The personal and political complexity is spread across the novel, expertly compressing time and articulating fleeting feelings of pain, pleasure, pain again, and hope. The way he tries to use his past to assemble who he is now is crucial to his sense of identity, as much as it was ignoring the past. He’s left with thoughts of his father and how their nonexistent dynamic shaped him. War, too, has shaped Bekim, as well as the writer, the kind that shatters lives and minds and hearts and selves, and leaves one to pick up the pieces, or, as Gabrielle Bellot in The New Yorker puts it, “folding in on itself, elaborate as an origami swan, until it is torn apart.”
I often joke with people about when I’ll be able to speak or think about Connecticut, where I spent most of my life, without shit talking it. If I’ll ever get enough emotional distance from whatever amount of trauma I experienced there, or however much baggage contains the romanticized autumnal leaves. But I forget, in spite of how much I detest Connecticut, the place was where I took my first steps to accepting myself as queer — walking home from McDonald’s no less; where I started writing seriously; where I found my best friend.

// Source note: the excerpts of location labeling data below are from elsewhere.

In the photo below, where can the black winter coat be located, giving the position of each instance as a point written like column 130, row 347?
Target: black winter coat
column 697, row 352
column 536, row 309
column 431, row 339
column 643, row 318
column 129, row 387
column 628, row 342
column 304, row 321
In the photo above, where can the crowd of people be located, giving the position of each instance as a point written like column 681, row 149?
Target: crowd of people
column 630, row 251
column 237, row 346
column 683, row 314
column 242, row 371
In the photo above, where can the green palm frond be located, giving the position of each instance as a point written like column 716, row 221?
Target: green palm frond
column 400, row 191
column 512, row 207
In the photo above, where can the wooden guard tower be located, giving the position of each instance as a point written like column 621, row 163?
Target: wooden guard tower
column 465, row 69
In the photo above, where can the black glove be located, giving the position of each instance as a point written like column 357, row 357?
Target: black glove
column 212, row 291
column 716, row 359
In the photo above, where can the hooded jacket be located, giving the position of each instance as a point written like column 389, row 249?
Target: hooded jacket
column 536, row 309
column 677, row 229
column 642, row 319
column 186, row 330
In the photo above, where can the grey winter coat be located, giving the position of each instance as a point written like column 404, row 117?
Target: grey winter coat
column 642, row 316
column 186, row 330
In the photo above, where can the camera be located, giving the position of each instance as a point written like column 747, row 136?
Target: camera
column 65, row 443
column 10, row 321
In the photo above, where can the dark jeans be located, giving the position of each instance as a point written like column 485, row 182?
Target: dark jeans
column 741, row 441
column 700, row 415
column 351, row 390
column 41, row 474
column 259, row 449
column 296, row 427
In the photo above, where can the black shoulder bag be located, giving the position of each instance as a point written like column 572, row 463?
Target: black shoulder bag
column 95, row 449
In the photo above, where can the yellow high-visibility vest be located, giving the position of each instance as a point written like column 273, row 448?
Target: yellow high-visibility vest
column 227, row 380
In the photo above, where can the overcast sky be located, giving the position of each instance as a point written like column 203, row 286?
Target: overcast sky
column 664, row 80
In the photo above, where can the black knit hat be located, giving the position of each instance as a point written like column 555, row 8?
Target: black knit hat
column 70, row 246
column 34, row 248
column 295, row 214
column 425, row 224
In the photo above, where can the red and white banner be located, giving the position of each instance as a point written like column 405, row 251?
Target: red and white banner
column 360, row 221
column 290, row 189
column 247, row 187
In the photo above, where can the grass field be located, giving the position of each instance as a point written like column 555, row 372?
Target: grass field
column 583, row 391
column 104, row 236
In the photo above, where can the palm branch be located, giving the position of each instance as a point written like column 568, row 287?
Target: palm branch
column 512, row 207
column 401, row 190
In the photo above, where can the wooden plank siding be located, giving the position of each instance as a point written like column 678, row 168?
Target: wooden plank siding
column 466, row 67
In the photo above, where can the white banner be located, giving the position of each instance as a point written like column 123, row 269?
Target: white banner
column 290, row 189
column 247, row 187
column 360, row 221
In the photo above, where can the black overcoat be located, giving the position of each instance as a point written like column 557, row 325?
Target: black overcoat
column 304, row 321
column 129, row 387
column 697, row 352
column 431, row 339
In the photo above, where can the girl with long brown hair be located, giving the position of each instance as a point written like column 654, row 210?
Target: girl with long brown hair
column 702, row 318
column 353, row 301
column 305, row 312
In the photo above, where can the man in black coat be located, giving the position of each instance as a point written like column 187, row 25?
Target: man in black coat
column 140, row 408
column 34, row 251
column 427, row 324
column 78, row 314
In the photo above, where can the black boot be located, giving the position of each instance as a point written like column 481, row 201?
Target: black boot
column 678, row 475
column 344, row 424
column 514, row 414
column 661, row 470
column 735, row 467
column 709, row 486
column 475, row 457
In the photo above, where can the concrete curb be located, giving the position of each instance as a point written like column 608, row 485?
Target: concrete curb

On a Christmas a couple of years ago, when my mother had decided to travel and leave me alone, Phuong and I watched the Glee porn parody together, only our second meeting in person. Every day she has sent me a picture of a pug. And I, to her, a random twink. (We’ve agreed that she can have a pug and I can have a snake.) I think we know exactly what the other is talking about. And feeling. When she was staying with me in June, she came and went as she pleased, and we went to dinner, and we talked, and we sat in silence. Phuong is the only person who knows how much I crave domestic intimacy with someone and won’t pander to me. The only other seems to be the author of My Cat Yugoslavia. She’s almost the only person worth loving. When she was here, everything seemed right, no longer tethered to iMessages or FaceTime. I did not feel alone. She and I have both had asshole talking cats in our lives. And we know what to say when another one sidles in, begging for us to pet it.